Solidificando seu status onipresente, em 2013, Jay Z adaptou The Artist Is Present para seu videoclipe, “Picasso Baby”. Filmado em uma típica galeria de Chelsea, o artista e o rapper, encarando um ao outro. Em troca de seu material, Jay Z aparentemente concordou em fazer uma doação para seu instituto em Hudson, Nova York, onde ela planeja ensinar o método “Abramović”. Ela descreve o método em seu Ted Talk como aumentar a consciência das pessoas e a capacidade de viva no momento - o que todo mundo chama de mindfulness .

Branislav Jakovljevic, professor de teoria da performance no departamento de estudos de teatro e performance de Stanford, vê uma grande diferença entre teatro e arte, como a de Marina. Ele explica que o teatro é representativo, mas Abramović é profundamente apresentacional. "O que você vê está realmente acontecendo", diz ele. “Não há ilusões ou perguntas sobre como ela está fazendo alguma coisa.” Além disso, o público de Abramović participa se submetendo ao que quer que possa acontecer, ele diz, muito do jeito que ela faz. Uma ilustração intensa, mesmo para Marina: no Rhythm 5, o artista estava dentro de uma estrela flamejante de madeira e perdeu a consciência quando o fogo consumiu o oxigênio em volta da cabeça. Foi um espectador que a puxou para a segurança.

“O masoquismo envolve dor e sofrimento inconscientemente motivados”, explica o Dr. Robert Glick, professor de psiquiatria clínica do Colégio de Médicos e Cirurgiões de Columbia e ex-diretor do Centro de Treinamento e Pesquisa Psicanalítica da universidade. “Portanto, ” ele diz, “nem tudo que envolve sofrimento é masoquismo.” Sim, Marina Abramović inflige dor em si mesma - mas como uma forma de comunicação deliberada e impacto em seu público. Glick compara as atividades de Marina Abramović às pessoas que participam de greves de fome como forma de protesto. Marina passa meses ou anos planejando suas apresentações e ele ressalta que isso é mais uma forma de ambição criativa do que um impulso masoquista.
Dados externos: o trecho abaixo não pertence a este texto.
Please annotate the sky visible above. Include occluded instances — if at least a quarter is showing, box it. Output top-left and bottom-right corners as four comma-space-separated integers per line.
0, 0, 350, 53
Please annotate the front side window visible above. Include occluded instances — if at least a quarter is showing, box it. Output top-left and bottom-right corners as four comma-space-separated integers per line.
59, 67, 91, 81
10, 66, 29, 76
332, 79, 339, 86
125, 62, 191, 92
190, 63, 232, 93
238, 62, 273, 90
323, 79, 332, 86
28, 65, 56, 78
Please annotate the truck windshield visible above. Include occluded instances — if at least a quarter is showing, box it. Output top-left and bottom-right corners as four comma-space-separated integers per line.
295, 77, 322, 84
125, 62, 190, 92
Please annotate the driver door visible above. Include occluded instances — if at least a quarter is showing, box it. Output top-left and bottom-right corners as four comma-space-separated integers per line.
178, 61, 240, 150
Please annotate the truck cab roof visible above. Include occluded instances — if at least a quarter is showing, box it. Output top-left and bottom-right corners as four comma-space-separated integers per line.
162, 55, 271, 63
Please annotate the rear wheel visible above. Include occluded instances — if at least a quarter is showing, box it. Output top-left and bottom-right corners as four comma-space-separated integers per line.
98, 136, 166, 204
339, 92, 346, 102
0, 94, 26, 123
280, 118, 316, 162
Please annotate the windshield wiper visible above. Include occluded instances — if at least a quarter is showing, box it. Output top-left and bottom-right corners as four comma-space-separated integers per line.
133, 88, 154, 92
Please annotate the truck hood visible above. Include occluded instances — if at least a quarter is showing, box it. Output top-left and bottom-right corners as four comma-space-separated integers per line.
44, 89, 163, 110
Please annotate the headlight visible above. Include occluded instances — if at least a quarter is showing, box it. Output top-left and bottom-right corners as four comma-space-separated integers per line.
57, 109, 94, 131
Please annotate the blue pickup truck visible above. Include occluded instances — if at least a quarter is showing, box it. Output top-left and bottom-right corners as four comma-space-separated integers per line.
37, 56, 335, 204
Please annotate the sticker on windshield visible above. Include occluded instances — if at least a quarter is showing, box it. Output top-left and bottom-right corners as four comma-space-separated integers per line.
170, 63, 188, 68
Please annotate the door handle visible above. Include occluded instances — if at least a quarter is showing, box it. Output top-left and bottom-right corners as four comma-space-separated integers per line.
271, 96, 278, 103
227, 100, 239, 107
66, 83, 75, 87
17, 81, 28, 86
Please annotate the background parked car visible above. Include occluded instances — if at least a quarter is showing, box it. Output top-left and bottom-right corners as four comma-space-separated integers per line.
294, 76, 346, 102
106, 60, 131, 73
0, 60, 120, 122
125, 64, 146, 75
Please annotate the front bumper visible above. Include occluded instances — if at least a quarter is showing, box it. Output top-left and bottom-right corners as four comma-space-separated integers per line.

Na verdade, há uma cena comovente em seu livro de memórias, onde sua relação com Ulay ("o deus- pai da arte performática", profissional de Marina e parceiro de vida de 12 anos), está se deteriorando tristemente. Durante uma luta, Ulay bateu seu rosto pela primeira vez - na “vida real” - ao contrário de durante uma peça de performance, como Light / Dark, onde os dois trocaram tapas violentas por 20 minutos. E para Marina, o limite da vida / arte havia sido irrevogavelmente violado.

Sua autobiografia provavelmente não mudará a opinião de ninguém sobre o poder da performance art. As pessoas que acharem seus esforços ou todo o gênero alienado e planejado provavelmente sentirão o mesmo depois do Walk Through Walls . Mas para aqueles que acreditam que sua abordagem extenuante faz dela uma visionária, a autobiografia revela uma mulher sensível, firme - às vezes surpreendentemente banal - que pode empurrar seu corpo e mente além de todos os nossos níveis de medo e exaustão em nome da arte.

Jacoba Urist é escritora de arte e cultura em Nova York.